Nos dieron una dirección vaga. Tardamos otras dos horas, entre autobuses y caminar, en encontrar la urbanización. Era un mundo aparte. Casas bonitas, céspedes cuidados, coches caros.
Finalmente, encontramos la casa. Era grande, mucho más de lo que Javier podría permitirse con un sueldo de policía.
Antes de que pudiera llamar a la puerta, esta se abrió.
No era Javier. Era mi suegra.
Su rostro se contrajo en una mueca de asco al vernos.
"¿Tú? ¿Qué haces aquí, tullida? ¿Vienes a pedir dinero?".
Su voz era un látigo. Mateo se encogió a mi lado.
"Venimos a ver a Javier. Es un asunto importante sobre Mateo", dije, tratando de mantener la calma.
"¡Javier está ocupado! ¡No tiene tiempo para parientes pobres!".
En ese momento, Lucía, la viuda del otro hermano de mi esposo, apareció detrás de ella. Estaba vestida con ropa cara, su maquillaje impecable. Me miró como si fuera basura.
"Vaya, vaya. Mira lo que trajo el viento. Isabela, ¿no te da vergüenza venir a molestar con esas pintas?".
Javier salió entonces, vistiendo un traje que gritaba dinero. Su mirada pasó por encima de nosotros con fría indiferencia.
"¿Qué es este escándalo?", preguntó, como si no nos conociera.

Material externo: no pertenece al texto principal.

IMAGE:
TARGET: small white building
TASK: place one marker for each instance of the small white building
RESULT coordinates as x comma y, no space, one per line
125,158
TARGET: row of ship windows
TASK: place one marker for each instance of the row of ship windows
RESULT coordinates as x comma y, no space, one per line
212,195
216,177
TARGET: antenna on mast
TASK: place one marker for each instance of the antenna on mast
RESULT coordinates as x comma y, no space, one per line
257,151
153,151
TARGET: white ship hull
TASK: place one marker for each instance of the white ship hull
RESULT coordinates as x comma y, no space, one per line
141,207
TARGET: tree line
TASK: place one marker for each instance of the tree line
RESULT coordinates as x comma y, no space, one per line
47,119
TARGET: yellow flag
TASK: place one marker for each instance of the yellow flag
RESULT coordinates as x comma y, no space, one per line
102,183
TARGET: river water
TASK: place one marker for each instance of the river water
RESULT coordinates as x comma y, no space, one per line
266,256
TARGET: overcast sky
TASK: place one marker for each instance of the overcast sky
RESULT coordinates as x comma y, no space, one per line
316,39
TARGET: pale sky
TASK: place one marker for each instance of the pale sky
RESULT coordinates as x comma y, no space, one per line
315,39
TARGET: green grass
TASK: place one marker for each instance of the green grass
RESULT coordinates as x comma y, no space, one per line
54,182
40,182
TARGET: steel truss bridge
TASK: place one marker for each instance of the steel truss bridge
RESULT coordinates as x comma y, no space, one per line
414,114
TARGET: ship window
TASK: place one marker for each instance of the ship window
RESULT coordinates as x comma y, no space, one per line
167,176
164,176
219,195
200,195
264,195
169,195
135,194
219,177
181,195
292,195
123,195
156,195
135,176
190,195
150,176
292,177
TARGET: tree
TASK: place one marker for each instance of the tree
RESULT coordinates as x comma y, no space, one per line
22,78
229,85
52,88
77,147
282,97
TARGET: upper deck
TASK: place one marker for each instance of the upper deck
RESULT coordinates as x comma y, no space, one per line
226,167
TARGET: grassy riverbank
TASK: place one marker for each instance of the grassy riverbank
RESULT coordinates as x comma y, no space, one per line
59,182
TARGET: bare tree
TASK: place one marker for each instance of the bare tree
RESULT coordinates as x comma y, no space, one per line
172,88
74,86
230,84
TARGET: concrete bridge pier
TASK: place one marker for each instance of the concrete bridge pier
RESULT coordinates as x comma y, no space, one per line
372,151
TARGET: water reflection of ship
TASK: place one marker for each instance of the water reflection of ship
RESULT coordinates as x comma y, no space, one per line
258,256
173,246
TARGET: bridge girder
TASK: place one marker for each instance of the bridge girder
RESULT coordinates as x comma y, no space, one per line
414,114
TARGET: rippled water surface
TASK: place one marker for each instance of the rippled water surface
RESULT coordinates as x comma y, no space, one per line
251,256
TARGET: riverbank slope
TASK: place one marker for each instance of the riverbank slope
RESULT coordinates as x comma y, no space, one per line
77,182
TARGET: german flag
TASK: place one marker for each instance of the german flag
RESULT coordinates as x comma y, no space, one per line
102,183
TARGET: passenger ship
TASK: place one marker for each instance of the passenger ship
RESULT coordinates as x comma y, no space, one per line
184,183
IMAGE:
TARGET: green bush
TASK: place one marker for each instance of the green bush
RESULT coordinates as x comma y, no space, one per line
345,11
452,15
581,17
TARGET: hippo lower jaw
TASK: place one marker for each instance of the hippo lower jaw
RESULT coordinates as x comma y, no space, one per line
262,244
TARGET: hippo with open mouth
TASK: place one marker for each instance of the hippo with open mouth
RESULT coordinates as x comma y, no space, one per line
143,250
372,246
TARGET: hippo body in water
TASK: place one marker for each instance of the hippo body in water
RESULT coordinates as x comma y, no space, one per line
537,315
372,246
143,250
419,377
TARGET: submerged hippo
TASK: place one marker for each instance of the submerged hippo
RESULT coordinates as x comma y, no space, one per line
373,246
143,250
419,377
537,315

"¡Javier, tu cuñada y su hijo han venido a montar un numerito! ¡Nos están avergonzando delante de los vecinos!", gritó mi suegra.
Los vecinos, de hecho, empezaban a asomarse por sus ventanas. La humillación era un fuego que me quemaba la cara.
"No hemos venido a pedir nada", dije, mi voz temblando de rabia. "Javier, tienes la carta de la beca de Mateo. Dámela".
Lucía soltó una carcajada. "¿La beca? ¿Crees que el hijo de una costurera coja merece una beca? Adrián es mucho más listo. Él sí que sabrá aprovecharla".
Todo encajó. La rabia me cegó. Saqué la medalla de mi esposo de mi bolsillo.
"Esta medalla representa el honor de tu hermano. ¡Por su memoria, te exijo que le devuelvas a mi hijo lo que es suyo!".
Lucía me la arrebató de la mano. Sus uñas se clavaron en mi piel.
"¡El pasado no paga las facturas!", siseó, y la tiró al suelo. La medalla rebotó en el pavimento con un sonido metálico y triste.
"¡No!", gritó Mateo, agachándose para recogerla.
Pero Adrián, el hijo de Lucía, que había salido detrás de su madre, fue más rápido.
Pisó la mano de Mateo con su zapato caro, aplastándola contra el suelo.
Mateo ahogó un grito de dolor.
Javier observaba la escena con una sonrisa satisfecha. "Largo de aquí o llamo a mis compañeros para que os arresten por alteración del orden público".
La desesperación me inundó. Estábamos solos, humillados, indefensos.
Justo en ese momento, un coche negro, oficial, se detuvo bruscamente junto a la acera.